A ceremony was held July 10 to commemorate the refurbishing of former Naval Air Station Cecil Field’s chapel and to rename a main road. The current Cecil Commerce Center’s New World Avenue is now known as POW-MIA (Prisoner of War and Missing in Action) Memorial Parkway.
The Jacksonville City Council unanimously passed the action May 22 to rename the local road in honor of prisoners of war and the more than 82,000 service members still considered missing in action.
“Mixed emotions as we come out here . . . we’ve pretty much dedicated our lives to America and I’m proud to see so many old friends, shipmates, fliers - thanks for coming out to memorialize this so we have a place for loved ones to go,” said retired Navy Rear Adm. Mike “Carlos” Johnson.
“I went to 15 different memorial services while stationed at Cecil Field between ’70-’98 and I went to three weddings, so it was kind of the circle of life. I would have gone to more but I was deployed 13 times.”
Renovations on the Chapel of the High-Speed Pass included a new roof, electrical work, window preservations and two sets of aviator wings on the front of the building. The wings were originally on the chapel, but removed when the base closed in 1999.
“I was stationed at Cecil five times and drove by (the chapel) every day. It really is something to see the chapel come to life again and to see so many people involved,” said retired Navy Capt. Edmund “Junior” Turner.

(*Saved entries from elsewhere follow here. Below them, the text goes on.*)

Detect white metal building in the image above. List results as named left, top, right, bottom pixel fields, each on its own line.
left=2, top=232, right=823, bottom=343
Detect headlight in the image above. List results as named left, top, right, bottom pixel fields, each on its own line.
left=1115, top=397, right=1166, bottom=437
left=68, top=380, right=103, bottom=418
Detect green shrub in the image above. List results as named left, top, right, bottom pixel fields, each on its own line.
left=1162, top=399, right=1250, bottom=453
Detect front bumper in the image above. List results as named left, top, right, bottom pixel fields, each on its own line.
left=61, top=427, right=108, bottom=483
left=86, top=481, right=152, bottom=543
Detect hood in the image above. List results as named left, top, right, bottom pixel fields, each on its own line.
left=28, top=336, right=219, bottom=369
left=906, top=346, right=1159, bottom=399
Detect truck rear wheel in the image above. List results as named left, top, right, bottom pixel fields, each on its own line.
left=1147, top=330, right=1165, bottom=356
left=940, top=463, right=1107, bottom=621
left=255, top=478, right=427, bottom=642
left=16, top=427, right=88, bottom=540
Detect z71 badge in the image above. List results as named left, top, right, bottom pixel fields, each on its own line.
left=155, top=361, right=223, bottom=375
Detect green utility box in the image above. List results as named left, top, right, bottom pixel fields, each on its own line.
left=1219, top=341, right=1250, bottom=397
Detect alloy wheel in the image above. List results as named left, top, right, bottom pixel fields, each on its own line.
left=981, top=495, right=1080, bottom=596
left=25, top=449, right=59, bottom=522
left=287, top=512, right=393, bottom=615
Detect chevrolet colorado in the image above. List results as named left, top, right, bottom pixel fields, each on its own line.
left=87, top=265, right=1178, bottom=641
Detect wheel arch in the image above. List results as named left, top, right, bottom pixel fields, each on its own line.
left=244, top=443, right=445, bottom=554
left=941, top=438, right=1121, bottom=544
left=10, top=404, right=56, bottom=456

The chapel will be used for weddings, retirements, memorial services and other services as it was in the past.
A Vietnam War Memorial at Cecil was originally dedicated September 1973 by families and service members. The site currently consists of markers and trees known as Heroes Walk and Freedom trees were planted for each of the 16 pilots from Vietnam and Desert Storm War eras who were designated as POWs and MIA while stationed at Cecil Field.
One of the speakers shared why is involved with the memorial organization.
“Everything changed for me in September 1993, when we found the crash site for Lt. Cmdr. Scott Speicher, who was a Jacksonville native, a dear friend, who went down Jan. 17, 1991, during the first day Desert Storm,” said retired Navy Cmdr. Albert “Buddy” Harris, who serves as the spokesperson for the Cecil Field POW/MIA Memorial organization.
“We were told there was no chance of survival and then in ’93, we found a different story.”
In 1995, after contacting the Iraq government, Harris and others took evidence to change Speicher’s status to POW/MIA and after a struggle with numerous organizations, they eventually succeeded.
“Our answer to why we keep going is because we promised them. We owe it to them and more importantly, we owe it to the families,” Harris said. “We need to have a memorial as a place for families to go to remember their loved ones and to know they are not forgotten.”
Plans are continuing on chapel renovations and to build a museum and park at a cost of $30 million. The project is expected to take five-six years for completion.